Life-or-Death is when you’re on death ground. When it’s do or die.
Performance is when there’s something on the line. When you’re playing to win and don’t want to lose.
Training is when you’re preparing for performance. As Orson Scott Cards observes in the intro to Ender’s Game, “the essence of training is to allow error without consequence.” The stakes aren’t as high. Yes, training can be intense. But in terms of stimulus, it never matches Performance or Life-or-Death scenarios.
The other three, Recovery, Relaxation and Rest, are critical. They enable us to train to the best of our ability, which in turn allows us to perform at the highest level. And no, they’re not the same thing.
Rest is the complete absence of stimulus. Rest can only be attained with high quality, deep sleep.

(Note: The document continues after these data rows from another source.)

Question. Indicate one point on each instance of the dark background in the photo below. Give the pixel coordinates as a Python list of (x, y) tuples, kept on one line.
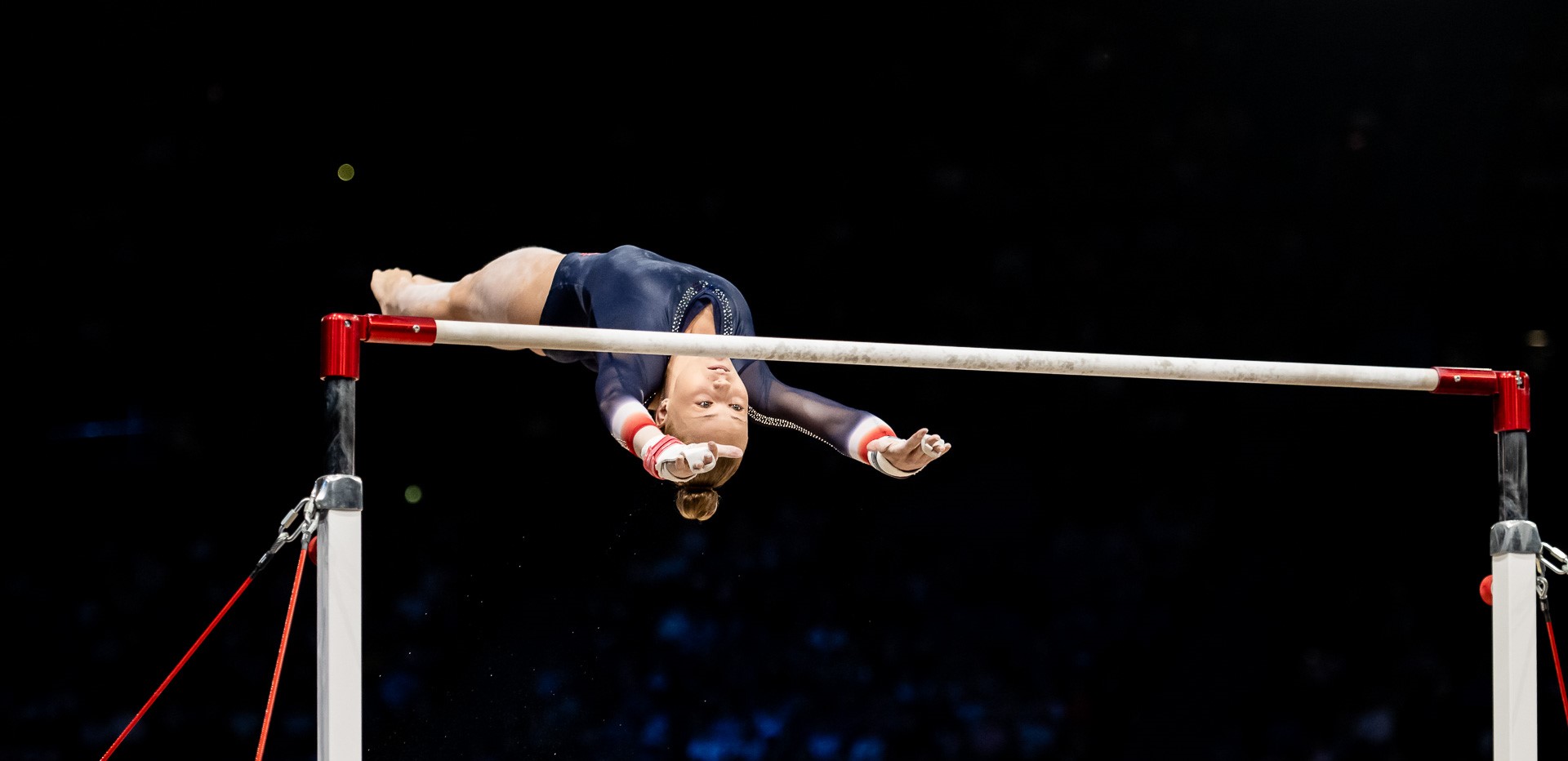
[(1101, 568)]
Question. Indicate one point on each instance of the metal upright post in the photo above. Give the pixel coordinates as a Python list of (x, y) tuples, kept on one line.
[(339, 496)]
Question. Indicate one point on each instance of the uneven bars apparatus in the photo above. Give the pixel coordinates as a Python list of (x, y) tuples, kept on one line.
[(1515, 541)]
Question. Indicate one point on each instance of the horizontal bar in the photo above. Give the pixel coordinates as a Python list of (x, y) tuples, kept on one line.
[(915, 355)]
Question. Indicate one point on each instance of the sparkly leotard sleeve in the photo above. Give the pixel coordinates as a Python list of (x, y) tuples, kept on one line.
[(634, 289)]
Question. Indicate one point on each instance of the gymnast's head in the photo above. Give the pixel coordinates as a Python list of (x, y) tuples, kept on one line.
[(705, 399)]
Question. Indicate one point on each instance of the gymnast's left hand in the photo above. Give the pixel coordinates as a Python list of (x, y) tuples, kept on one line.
[(911, 454)]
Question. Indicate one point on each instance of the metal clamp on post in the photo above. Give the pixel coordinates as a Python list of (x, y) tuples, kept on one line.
[(339, 492), (1515, 537)]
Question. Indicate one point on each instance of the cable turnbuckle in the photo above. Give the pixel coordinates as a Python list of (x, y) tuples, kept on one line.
[(1557, 554)]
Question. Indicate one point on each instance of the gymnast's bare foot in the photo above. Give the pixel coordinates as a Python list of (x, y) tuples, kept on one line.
[(386, 286)]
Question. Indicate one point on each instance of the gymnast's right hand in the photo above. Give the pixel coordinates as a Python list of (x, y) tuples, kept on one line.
[(671, 461)]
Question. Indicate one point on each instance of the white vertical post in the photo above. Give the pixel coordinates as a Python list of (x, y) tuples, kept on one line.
[(1513, 604), (339, 640)]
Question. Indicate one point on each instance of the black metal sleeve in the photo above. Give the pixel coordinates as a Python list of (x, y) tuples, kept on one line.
[(339, 425), (1513, 478)]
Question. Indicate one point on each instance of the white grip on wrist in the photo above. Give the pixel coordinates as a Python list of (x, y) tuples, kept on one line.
[(879, 461)]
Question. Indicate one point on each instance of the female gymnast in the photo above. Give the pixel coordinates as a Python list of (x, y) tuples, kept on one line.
[(684, 416)]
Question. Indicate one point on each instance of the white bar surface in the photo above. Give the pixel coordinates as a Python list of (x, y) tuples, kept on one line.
[(915, 355), (1513, 679), (339, 642)]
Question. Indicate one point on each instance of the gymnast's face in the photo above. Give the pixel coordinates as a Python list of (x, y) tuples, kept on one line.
[(705, 400)]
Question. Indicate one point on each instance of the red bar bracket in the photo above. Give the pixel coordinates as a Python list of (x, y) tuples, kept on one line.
[(1467, 380), (1512, 407), (1510, 391), (341, 336), (381, 328)]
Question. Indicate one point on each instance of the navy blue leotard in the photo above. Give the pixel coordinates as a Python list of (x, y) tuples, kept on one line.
[(629, 287)]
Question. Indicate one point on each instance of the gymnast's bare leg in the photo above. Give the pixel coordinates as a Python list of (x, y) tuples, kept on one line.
[(509, 289)]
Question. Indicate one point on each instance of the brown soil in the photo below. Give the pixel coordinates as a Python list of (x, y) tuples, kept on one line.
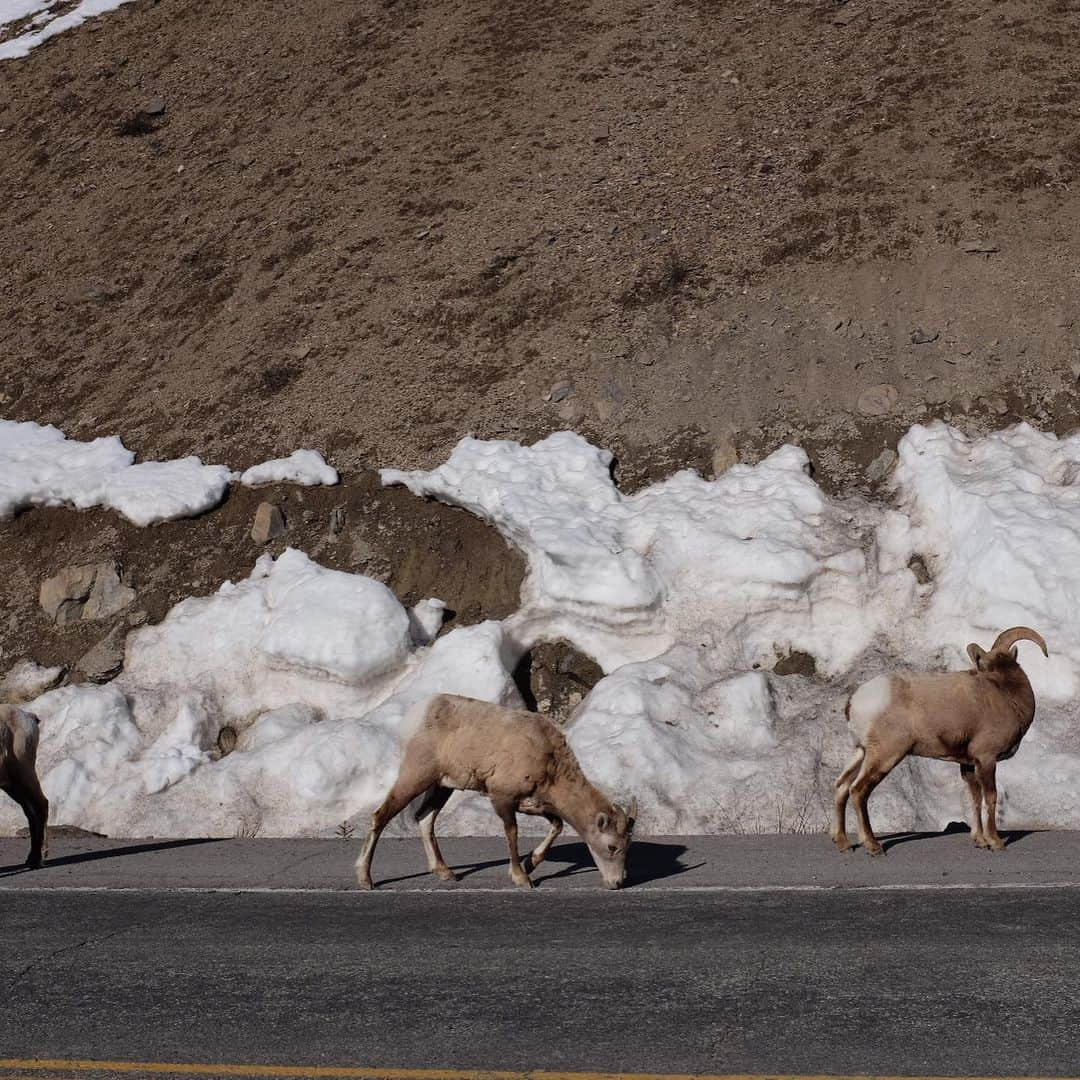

Relaxation requires a marginal stimulus. A physical or mental activation that hovers above nothing. Mentally, this could be denarration, the avoidance of noisy environments (measured not in decibels, but in incoming information). It could mean spending time with friends or family, or with animals. It is laughing and smiling. Physically, it could be gentle stretching and soft tissue massage, done by yourself, or by someone else. Or it could mean an easy stroll.
Recovery is low-level activity. Physically, it could mean going for a bike ride, sitting on a rower for an hour, doing some movement technique work or light lifting. Mentally, this could be a lot of things. Reading fiction or narrative non-fiction. Watching stand up, practicing a new skill, playing around, exploring a new area, topic or destination.
Look at the line again.
If you spend time with, or learn about any high-competence individuals, a pattern becomes apparent. They think in decades and live in days. Their ambition is to perform at the highest level every day, for decades. Their focus is on Performance, or in some cases, Life or-Death situations. As a consequence, their entire collection of resources is orientated to maximise effectiveness at the right hand side of the line.
But to achieve that, they have to devote much time and energy to the left hand side of the line. The highest level competitors rest the best. They know how to relax, switch off and detach themselves from their pursuits. Every training debt they incur is dutifully repayed. They handle their rest, their relaxation, their recovery and their training, in that order.
The best can give their best in situations that require it because they’ve mastered the arts of rest, relaxation, recovery and training. This is what allows them to master the performance of their craft or discipline.